A major priority of the Department right now is the writing of regional recovery plans for listed fish; e.g. the collaborative Puget Sound Shared Strategy.

We've reached a point where the proverbial petal has to hit the metal.

Recovery plans due to federal fisheries or NOAA in 18 months.

Chief priority of WDFW fisheries scientists is to work closely with all players - cities, counties, volunteer organizations and others - to craft watershed recovery plans by the deadline.

Plans have to account for all the 4H's ---hatchery, hydropower, habitat and harvest.

One key component to making sure all four H's are dealt with, specifically the habitat H, is the science-based Forests and Fish Agreement that the Department helped draft. We feel that this is a good agreement that will get better over time through adaptive management.

Other Department initiatives:

Hatchery Reform, an effort aimed at ensuring state, federal and tribal hatcheries meet dual mandate of wild salmon recovery and sustainable fisheries.

Hatchery scientific reform is an unprecedented initiative in terms of its collaborative nature and its foundation based on independent science conducted by the Hatchery Scientific Review Group.

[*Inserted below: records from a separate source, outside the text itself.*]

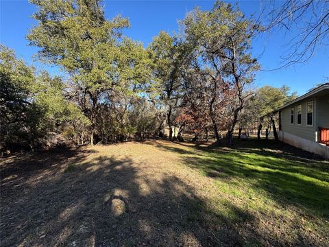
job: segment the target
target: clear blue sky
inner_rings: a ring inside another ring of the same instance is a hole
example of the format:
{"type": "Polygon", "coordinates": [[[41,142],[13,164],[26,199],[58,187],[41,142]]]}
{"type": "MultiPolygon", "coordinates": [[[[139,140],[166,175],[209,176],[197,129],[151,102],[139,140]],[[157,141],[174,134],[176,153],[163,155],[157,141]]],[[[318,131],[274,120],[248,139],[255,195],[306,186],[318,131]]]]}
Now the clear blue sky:
{"type": "MultiPolygon", "coordinates": [[[[213,3],[213,1],[105,1],[104,5],[107,18],[110,19],[117,14],[128,17],[131,28],[125,34],[143,42],[146,47],[160,30],[170,33],[177,32],[178,21],[183,19],[186,12],[195,6],[208,10],[213,3]]],[[[241,1],[237,3],[241,10],[249,15],[259,12],[266,1],[241,1]]],[[[0,0],[0,4],[1,43],[14,49],[17,55],[29,64],[33,63],[38,68],[56,73],[56,68],[49,68],[34,61],[32,56],[38,49],[28,46],[25,38],[31,27],[36,24],[31,18],[36,10],[34,5],[23,0],[0,0]]],[[[262,35],[254,42],[253,53],[255,56],[262,54],[259,62],[263,69],[278,67],[280,56],[284,54],[290,36],[289,34],[276,32],[262,35]]],[[[259,86],[287,84],[300,95],[315,84],[324,82],[326,77],[328,76],[329,50],[323,47],[304,64],[259,72],[256,83],[259,86]]]]}

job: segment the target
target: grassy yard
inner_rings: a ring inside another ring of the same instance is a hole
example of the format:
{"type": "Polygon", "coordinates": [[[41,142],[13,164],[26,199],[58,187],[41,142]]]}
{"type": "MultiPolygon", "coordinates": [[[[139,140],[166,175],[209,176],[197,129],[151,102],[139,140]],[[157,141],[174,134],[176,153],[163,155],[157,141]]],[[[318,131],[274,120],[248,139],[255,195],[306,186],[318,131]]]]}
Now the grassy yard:
{"type": "Polygon", "coordinates": [[[329,163],[269,140],[1,161],[1,246],[328,246],[329,163]]]}

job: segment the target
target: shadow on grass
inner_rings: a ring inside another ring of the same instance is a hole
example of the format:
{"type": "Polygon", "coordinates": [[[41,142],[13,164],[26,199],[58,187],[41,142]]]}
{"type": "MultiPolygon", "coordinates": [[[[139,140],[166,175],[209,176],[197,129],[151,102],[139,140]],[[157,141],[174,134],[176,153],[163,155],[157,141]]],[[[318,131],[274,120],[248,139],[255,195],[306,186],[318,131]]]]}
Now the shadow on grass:
{"type": "Polygon", "coordinates": [[[184,180],[142,169],[129,157],[80,150],[12,158],[1,164],[1,246],[236,246],[250,239],[232,219],[252,215],[230,202],[228,216],[216,215],[184,180]]]}
{"type": "Polygon", "coordinates": [[[234,178],[237,185],[262,191],[281,207],[293,205],[329,218],[329,163],[318,156],[274,140],[236,140],[233,147],[155,145],[183,154],[185,164],[206,176],[228,183],[234,178]]]}

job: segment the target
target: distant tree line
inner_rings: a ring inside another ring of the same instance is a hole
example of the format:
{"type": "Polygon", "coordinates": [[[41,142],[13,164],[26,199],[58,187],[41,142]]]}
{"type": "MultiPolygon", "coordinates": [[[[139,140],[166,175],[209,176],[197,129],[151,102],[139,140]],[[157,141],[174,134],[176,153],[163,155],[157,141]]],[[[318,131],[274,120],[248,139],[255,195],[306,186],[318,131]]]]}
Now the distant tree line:
{"type": "Polygon", "coordinates": [[[232,144],[237,128],[269,129],[264,116],[291,99],[287,87],[254,89],[260,65],[251,42],[264,29],[230,4],[195,8],[180,33],[160,32],[145,49],[123,35],[129,20],[106,19],[99,1],[31,2],[37,25],[27,38],[64,76],[38,71],[1,46],[3,149],[164,137],[165,128],[171,141],[211,132],[221,143],[225,132],[232,144]]]}

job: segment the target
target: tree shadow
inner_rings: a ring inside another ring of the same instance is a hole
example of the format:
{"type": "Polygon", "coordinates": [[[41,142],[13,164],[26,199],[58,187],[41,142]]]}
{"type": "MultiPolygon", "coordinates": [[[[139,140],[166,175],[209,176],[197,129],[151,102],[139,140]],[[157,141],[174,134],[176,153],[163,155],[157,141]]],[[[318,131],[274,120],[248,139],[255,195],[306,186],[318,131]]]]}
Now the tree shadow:
{"type": "Polygon", "coordinates": [[[156,145],[184,154],[184,163],[208,176],[247,183],[282,207],[293,205],[306,213],[329,218],[328,161],[274,140],[236,140],[234,143],[233,148],[210,145],[193,149],[180,143],[156,145]]]}
{"type": "Polygon", "coordinates": [[[239,207],[218,214],[181,178],[145,176],[147,164],[129,157],[75,150],[27,161],[1,165],[1,246],[233,246],[252,231],[232,220],[253,220],[239,207]]]}

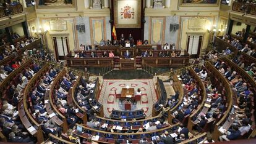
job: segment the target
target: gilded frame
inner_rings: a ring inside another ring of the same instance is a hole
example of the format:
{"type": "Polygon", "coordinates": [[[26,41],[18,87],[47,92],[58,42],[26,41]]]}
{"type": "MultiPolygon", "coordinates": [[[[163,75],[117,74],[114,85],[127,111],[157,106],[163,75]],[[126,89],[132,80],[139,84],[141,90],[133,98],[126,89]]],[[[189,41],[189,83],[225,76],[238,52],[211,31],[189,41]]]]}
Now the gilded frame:
{"type": "Polygon", "coordinates": [[[218,7],[220,5],[220,0],[217,0],[215,4],[196,4],[196,3],[183,3],[183,0],[179,0],[180,7],[218,7]]]}
{"type": "Polygon", "coordinates": [[[141,27],[141,4],[142,0],[137,1],[137,23],[136,24],[119,24],[118,23],[118,1],[125,0],[114,0],[114,22],[116,28],[140,28],[141,27]]]}
{"type": "Polygon", "coordinates": [[[67,8],[76,8],[77,1],[72,0],[72,5],[67,6],[39,6],[39,1],[35,0],[35,7],[37,9],[67,9],[67,8]]]}

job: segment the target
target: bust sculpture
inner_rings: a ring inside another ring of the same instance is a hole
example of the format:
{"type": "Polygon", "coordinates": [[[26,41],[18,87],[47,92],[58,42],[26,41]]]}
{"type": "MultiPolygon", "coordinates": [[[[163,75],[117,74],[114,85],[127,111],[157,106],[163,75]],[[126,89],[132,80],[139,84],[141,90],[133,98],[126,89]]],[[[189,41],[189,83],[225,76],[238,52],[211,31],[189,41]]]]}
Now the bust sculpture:
{"type": "Polygon", "coordinates": [[[154,9],[162,9],[163,0],[154,0],[154,9]]]}
{"type": "Polygon", "coordinates": [[[93,0],[93,9],[101,9],[101,0],[93,0]]]}

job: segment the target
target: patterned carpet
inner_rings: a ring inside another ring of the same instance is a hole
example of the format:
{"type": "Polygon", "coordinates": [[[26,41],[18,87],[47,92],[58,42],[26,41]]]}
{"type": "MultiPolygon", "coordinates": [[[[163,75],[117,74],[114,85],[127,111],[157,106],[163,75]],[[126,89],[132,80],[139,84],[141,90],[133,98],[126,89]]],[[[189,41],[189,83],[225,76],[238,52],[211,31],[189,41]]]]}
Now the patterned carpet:
{"type": "Polygon", "coordinates": [[[104,114],[108,117],[112,110],[124,110],[124,106],[114,97],[114,90],[117,94],[121,93],[122,88],[129,86],[134,88],[136,93],[138,88],[142,91],[141,103],[132,104],[132,110],[144,110],[147,117],[151,116],[152,105],[157,101],[154,83],[151,79],[116,80],[104,79],[98,101],[104,105],[104,114]]]}

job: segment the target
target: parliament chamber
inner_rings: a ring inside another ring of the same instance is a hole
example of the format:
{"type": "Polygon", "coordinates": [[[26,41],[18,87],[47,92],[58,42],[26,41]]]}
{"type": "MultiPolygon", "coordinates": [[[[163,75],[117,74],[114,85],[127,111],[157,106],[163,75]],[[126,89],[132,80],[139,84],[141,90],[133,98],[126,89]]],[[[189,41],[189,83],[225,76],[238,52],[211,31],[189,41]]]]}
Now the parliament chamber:
{"type": "Polygon", "coordinates": [[[0,0],[0,144],[256,143],[255,0],[0,0]]]}

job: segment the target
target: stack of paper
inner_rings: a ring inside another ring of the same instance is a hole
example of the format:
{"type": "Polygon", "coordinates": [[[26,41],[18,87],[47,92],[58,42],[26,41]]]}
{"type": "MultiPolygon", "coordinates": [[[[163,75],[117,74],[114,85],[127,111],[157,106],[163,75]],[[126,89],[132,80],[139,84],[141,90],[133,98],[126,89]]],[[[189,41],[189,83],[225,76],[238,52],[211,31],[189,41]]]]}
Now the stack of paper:
{"type": "Polygon", "coordinates": [[[51,114],[49,115],[49,117],[50,118],[51,118],[52,117],[56,116],[56,114],[54,113],[51,113],[51,114]]]}
{"type": "Polygon", "coordinates": [[[116,129],[122,130],[122,127],[121,127],[121,126],[116,126],[116,129]]]}
{"type": "Polygon", "coordinates": [[[100,136],[95,135],[95,136],[92,137],[92,140],[98,141],[99,140],[99,138],[100,138],[100,136]]]}
{"type": "Polygon", "coordinates": [[[98,106],[95,105],[93,106],[94,109],[97,110],[97,108],[98,108],[99,107],[98,107],[98,106]]]}
{"type": "Polygon", "coordinates": [[[28,129],[28,132],[32,132],[35,130],[35,127],[31,126],[28,129]]]}
{"type": "Polygon", "coordinates": [[[176,133],[173,133],[173,134],[171,134],[171,136],[173,138],[174,138],[174,137],[177,137],[177,135],[176,134],[176,133]]]}

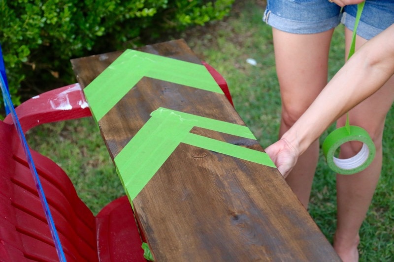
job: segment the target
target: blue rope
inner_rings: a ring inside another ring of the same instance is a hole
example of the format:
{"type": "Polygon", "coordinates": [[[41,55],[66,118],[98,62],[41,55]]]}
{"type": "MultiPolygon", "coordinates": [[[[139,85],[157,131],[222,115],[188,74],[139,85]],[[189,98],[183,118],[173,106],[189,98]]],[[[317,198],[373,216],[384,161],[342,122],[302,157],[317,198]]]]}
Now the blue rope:
{"type": "MultiPolygon", "coordinates": [[[[0,56],[1,56],[1,59],[0,59],[0,60],[2,61],[2,54],[1,53],[1,49],[0,49],[0,56]]],[[[29,166],[30,168],[30,171],[32,172],[32,174],[33,175],[33,178],[34,179],[35,187],[37,188],[37,191],[38,193],[38,196],[39,196],[40,200],[41,201],[41,204],[42,205],[43,208],[44,208],[44,211],[45,213],[45,217],[46,218],[46,220],[49,227],[51,234],[52,235],[52,238],[55,242],[55,247],[56,248],[56,252],[58,254],[58,257],[59,257],[59,261],[61,262],[66,262],[66,257],[65,256],[65,253],[63,252],[63,249],[62,247],[62,244],[60,243],[60,239],[59,238],[59,235],[58,235],[56,228],[55,227],[55,223],[53,221],[53,218],[51,214],[51,211],[49,209],[49,206],[48,205],[48,203],[46,201],[45,195],[44,193],[44,190],[42,188],[42,186],[41,184],[41,182],[40,181],[38,175],[37,173],[37,170],[35,169],[35,166],[34,166],[34,162],[33,162],[33,159],[32,157],[32,154],[30,153],[30,150],[29,148],[29,146],[28,146],[28,143],[26,141],[26,138],[25,137],[25,135],[23,134],[23,131],[22,130],[22,126],[19,122],[19,119],[18,118],[18,116],[16,115],[15,108],[14,108],[14,106],[13,105],[12,102],[11,100],[11,96],[9,94],[9,91],[7,88],[7,83],[6,80],[6,78],[5,77],[5,70],[4,67],[4,63],[3,63],[1,64],[1,62],[0,62],[0,67],[1,67],[1,68],[0,69],[0,71],[1,71],[1,74],[0,74],[0,80],[1,80],[0,82],[0,87],[1,87],[1,92],[2,92],[4,106],[6,109],[7,109],[8,112],[11,113],[11,116],[12,117],[12,121],[14,122],[14,125],[15,125],[15,127],[16,128],[17,131],[18,132],[18,135],[19,136],[19,139],[20,140],[21,143],[23,146],[23,149],[25,151],[25,154],[26,155],[26,158],[28,159],[28,162],[29,163],[29,166]],[[1,70],[2,68],[4,68],[4,70],[1,70]],[[3,74],[3,72],[4,74],[3,74]]]]}
{"type": "MultiPolygon", "coordinates": [[[[5,74],[5,66],[4,65],[3,53],[1,51],[1,45],[0,45],[0,57],[0,57],[0,75],[1,75],[1,77],[4,81],[4,85],[5,89],[8,90],[8,92],[9,93],[8,83],[7,82],[7,75],[5,74]]],[[[7,104],[5,103],[5,99],[4,99],[4,107],[5,108],[5,115],[6,116],[9,114],[10,112],[8,107],[7,106],[7,104]]]]}

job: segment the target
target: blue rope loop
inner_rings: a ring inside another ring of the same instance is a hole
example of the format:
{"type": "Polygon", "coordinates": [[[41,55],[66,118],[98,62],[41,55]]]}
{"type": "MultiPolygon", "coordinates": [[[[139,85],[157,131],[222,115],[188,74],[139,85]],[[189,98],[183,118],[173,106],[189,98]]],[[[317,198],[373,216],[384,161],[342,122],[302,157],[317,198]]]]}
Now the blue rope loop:
{"type": "Polygon", "coordinates": [[[41,201],[42,207],[44,209],[44,212],[45,214],[45,217],[48,222],[48,225],[49,227],[51,234],[55,243],[55,247],[56,249],[56,252],[58,254],[58,257],[59,257],[59,261],[61,262],[66,262],[66,260],[64,252],[63,251],[63,248],[60,242],[60,239],[59,239],[56,228],[55,226],[55,223],[53,221],[53,218],[51,214],[51,210],[49,209],[49,206],[48,204],[48,202],[45,198],[44,190],[42,188],[41,181],[38,177],[38,174],[37,173],[37,170],[35,169],[35,166],[33,161],[33,159],[32,157],[29,146],[28,146],[26,138],[23,133],[22,126],[19,122],[19,119],[16,115],[16,112],[15,112],[15,108],[14,108],[14,106],[11,100],[11,96],[10,95],[9,91],[8,88],[8,83],[7,83],[6,76],[5,75],[5,68],[4,66],[4,61],[2,58],[1,47],[0,47],[0,55],[1,56],[0,58],[0,71],[1,71],[1,73],[0,73],[0,87],[1,87],[1,92],[2,93],[3,99],[4,100],[4,104],[6,112],[8,111],[9,114],[10,113],[11,115],[14,125],[16,128],[18,135],[21,141],[21,144],[22,144],[23,146],[25,154],[26,155],[26,158],[29,163],[29,167],[30,168],[30,171],[33,176],[34,183],[37,188],[37,191],[40,198],[40,201],[41,201]]]}

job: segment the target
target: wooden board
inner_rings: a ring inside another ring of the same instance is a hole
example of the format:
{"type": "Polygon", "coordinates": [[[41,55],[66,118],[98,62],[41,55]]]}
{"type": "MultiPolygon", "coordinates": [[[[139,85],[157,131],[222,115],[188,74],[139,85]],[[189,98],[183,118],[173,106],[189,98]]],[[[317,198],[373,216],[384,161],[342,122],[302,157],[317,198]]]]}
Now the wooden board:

The department also continues to make significant progress in its selective fisheries efforts, the cornerstone to successful recreational salmon fisheries in this century.

Since the 90s, the Department, through mass marking of hatchery fish, has created more than 50 recreational selective fisheries, thereby proving protection for weak wild runs and fishing opportunity on abundant wild stocks.

One last Department initiative I'll mention.

People don't often associate a natural resource agency with the economic health or economic growth of our state.

We're trying to convince people otherwise.

The department is working with both public and private entities to secure and hopefully expand the economic opportunities created by recreational fishing, hunting and wildlife viewing.

Fishing, hunting and wildlife viewing are big business in Washington State - when you add it all up, they generated $2.18 billion in spending in 2001, according to federal figures.

A lot of this spending occurred in our economically challenged rural communities, where the activities took place.

The department, under the direction of the legislators, recently completed, with help from the state Department of Community Trade and Economic Development, a strategic plan to increase economic opportunities in rural areas associated with wildlife viewing. And we think that this has incredible promise.

Finally I hope to expand our activities and with Doug and Linda establish a new public-private partnership in natural resource education through the schools called the Pacific Education Institute.

I feel education emphasizing natural resource science and management is critical to future decision makers. The Institute grounded in both the natural sciences and successful learning methods, emphasizing full research, is the best place to reinvent conservation education.